MOSCA, 24 febbraio. /TASS/. Il quartier generale delle operazioni militari delle Forze Armate ucraine nel Donbass è stato praticamente distrutto. Lo ha affermato giovedì il capo della DNR Denis Pushilin in onda sul canale televisivo Russia-24:

“Su tutta la linea di contatto, si può affermare che praticamente non vengono effettuati attacchi sul territorio della DNR. Le postazioni di tiro del nemico vengono schiacciate, il quartier generale delle Operazione Militare Congiunte (di Kiev nel Donbass) è praticamente distrutto, il movimento di liberazione è in pieno svolgimento”. Il capo della repubblica ha inoltre aggiunto: “le nostre città, le città della DNR, a breve termine saranno liberate”.

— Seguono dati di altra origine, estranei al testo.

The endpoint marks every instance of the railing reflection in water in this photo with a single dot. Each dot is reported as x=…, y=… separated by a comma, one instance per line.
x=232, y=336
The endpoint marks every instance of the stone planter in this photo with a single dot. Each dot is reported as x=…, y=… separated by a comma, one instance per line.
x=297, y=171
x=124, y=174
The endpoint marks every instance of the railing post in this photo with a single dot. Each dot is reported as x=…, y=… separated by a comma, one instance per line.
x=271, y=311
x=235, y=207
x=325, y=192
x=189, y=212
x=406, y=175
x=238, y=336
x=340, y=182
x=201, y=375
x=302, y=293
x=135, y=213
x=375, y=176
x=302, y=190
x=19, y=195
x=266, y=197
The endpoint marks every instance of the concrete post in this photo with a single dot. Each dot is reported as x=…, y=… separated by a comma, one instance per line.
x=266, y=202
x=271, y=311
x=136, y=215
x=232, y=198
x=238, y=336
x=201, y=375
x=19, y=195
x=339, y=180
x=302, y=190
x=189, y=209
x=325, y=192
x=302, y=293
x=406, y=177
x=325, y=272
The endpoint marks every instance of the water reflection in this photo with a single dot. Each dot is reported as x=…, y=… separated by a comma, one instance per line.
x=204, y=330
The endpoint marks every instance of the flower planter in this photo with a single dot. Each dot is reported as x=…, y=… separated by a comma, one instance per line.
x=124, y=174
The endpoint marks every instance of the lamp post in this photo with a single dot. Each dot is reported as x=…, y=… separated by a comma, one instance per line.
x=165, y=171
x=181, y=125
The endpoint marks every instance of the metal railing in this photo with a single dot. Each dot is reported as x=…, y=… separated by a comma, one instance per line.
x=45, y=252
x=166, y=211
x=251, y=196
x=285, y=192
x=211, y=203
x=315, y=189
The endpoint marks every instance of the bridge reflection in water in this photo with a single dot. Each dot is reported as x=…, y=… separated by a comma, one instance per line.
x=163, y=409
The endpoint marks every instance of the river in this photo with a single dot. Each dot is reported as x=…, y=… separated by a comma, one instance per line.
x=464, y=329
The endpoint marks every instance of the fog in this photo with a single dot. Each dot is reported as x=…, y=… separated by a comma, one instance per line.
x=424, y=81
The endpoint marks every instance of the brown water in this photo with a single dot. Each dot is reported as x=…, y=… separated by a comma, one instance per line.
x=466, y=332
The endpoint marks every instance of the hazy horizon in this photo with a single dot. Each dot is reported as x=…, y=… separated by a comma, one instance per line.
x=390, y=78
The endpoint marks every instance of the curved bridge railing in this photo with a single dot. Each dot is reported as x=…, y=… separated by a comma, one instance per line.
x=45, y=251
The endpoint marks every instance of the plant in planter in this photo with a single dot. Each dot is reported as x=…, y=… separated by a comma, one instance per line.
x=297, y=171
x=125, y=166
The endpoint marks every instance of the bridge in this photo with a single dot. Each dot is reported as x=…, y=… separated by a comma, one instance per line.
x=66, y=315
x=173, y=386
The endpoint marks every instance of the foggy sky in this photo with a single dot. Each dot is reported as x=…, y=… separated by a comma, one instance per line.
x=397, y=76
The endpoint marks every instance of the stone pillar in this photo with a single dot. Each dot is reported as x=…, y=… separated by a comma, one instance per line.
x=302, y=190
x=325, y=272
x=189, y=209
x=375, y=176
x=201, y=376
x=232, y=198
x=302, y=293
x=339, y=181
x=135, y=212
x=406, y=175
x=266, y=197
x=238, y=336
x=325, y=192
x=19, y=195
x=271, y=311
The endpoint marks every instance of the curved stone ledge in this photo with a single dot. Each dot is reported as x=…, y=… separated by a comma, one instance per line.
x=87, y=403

Pushilin ha anche sottolineato che “i residenti della Repubblica Popolare di Donetsk non hanno nulla da temere”. Le Forze armate della DNR “faranno tutto il possibile per garantire la sicurezza”.

Il capo della DNR ha riferito che “il movimento di liberazione finirà rapidamente. Noi, abitanti del Donbass, dobbiamo apprezzare ciò che abbiamo, dobbiamo capire dove lavoreremo, come continueremo a costruire la nostra vita già pacifica”.

Il presidente russo Vladimir Putin, sullo sfondo di un grave aggravamento della situazione nel Donbass, ha annunciato il 21 febbraio il riconoscimento della sovranità delle Repubbliche Popolari di Donetsk e Lugansk. Trattati di amicizia, cooperazione e mutua assistenza sono stati firmati con i loro leader. Giovedì mattina in un discorso televisivo Putin ha dichiarato che, in risposta a un appello dei leader delle repubbliche del Donbass, ha deciso di condurre una speciale operazione militare.

Denis Pushilin Capo della DNR

Il leader russo ha sottolineato che i piani di Mosca non includono l’occupazione dei territori ucraini. Il Ministero della Difesa della Federazione Russa ha riferito che l’esercito russo non colpisce le città dell’Ucraina, le infrastrutture militari sono sono messe fuori uso con mezzi ad alta precisione. Il dipartimento ha assicurato che non c’è minaccia per la popolazione civile.

Fonte: https://tass.ru/mezhdunarodnaya-panorama/13831491

Traduzione di Eliseo Bertolasi

Nota: nell’atto di riconoscimento della DNR e LNR il presidente Putnin ha riconosciuto come confini gli stessi previsti dalle rispettive costituzioni, ossia i confini originari delle due regioni di Donetsk e Lugansk.